= Russell Arch =

American director, writer and animator

Russell Richard Arch is an American director, writer and animator who lives in Los Angeles, USA.

He has worked extensively in hidden camera, and is currently the executive producer and showrunner of TruTV's The Carbonaro Effect, having worked on the show since its pilot episode. In addition, he wrote and directed on both seasons of NBC's Betty White's Off Their Rockers.

He is also an editor, having cut segments for most shows he's worked on.
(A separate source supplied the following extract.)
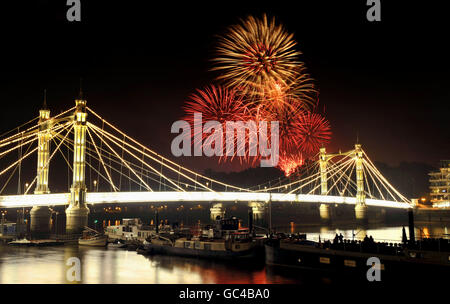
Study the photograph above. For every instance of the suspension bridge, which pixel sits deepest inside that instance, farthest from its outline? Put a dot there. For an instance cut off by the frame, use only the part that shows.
(108, 166)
In 2013, he edited segments, and created the initial episode, of Howie Mandel's TBS hidden-camera prank series Deal with It.
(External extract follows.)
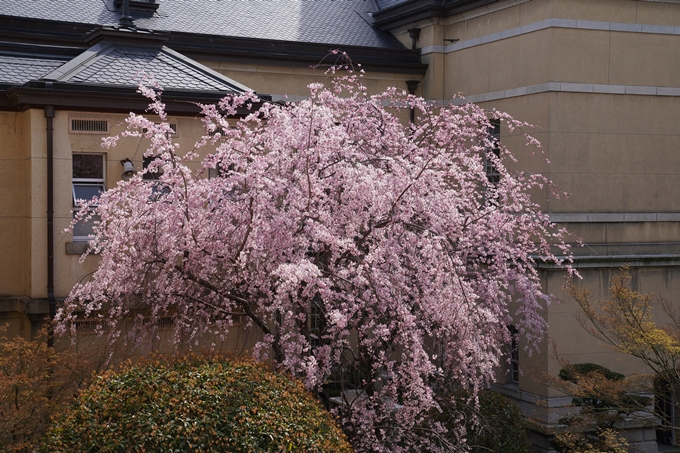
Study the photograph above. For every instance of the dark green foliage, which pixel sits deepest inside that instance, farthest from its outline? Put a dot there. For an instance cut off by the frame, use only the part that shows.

In 2012, he broke episode stories for the BBC3 black comedy Way To Go, and wrote episode #4.

He co-created, wrote, edited and directed all 26 episodes of Anytime with Bob Kushell, a five-minute talk show (produced for Sony Pictures Television) that also shot in Arch's garage-studio.

He created The Toodles, a scripted comedy about a rock band turned "Wiggles" type band and sold it to VH-1. Arch created The Pat Kilbane Show out of his home office, and eventually sold the project to Comedy Central. He also co-created the pilot "Harsh Reality" with Kevin Healey and Scott Hallock (Scare Tactics).
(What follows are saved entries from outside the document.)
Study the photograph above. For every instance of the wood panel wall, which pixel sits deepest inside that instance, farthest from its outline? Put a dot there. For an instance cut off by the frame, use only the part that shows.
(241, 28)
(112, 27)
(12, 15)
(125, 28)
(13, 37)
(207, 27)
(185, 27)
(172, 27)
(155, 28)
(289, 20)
His animations have been seen on MTV, VH-1, CBS, Fox, and even won him a Promax Award for his FOX "Little J.T." Christmas campaign.

He has also directed numerous promotional campaigns for TV Networks. These include greenscreen segments with Dan Whitney Larry the Cable Guy in a series of promos for Blue Collar TV, in which Larry was "cut into" existing scenes from One Tree Hill, Smallville, and Gilmore Girls.

He is married to actress Lisa Arch, with whom he has a son, Garrett Mitchell Arch, who was born on September 18, 2007.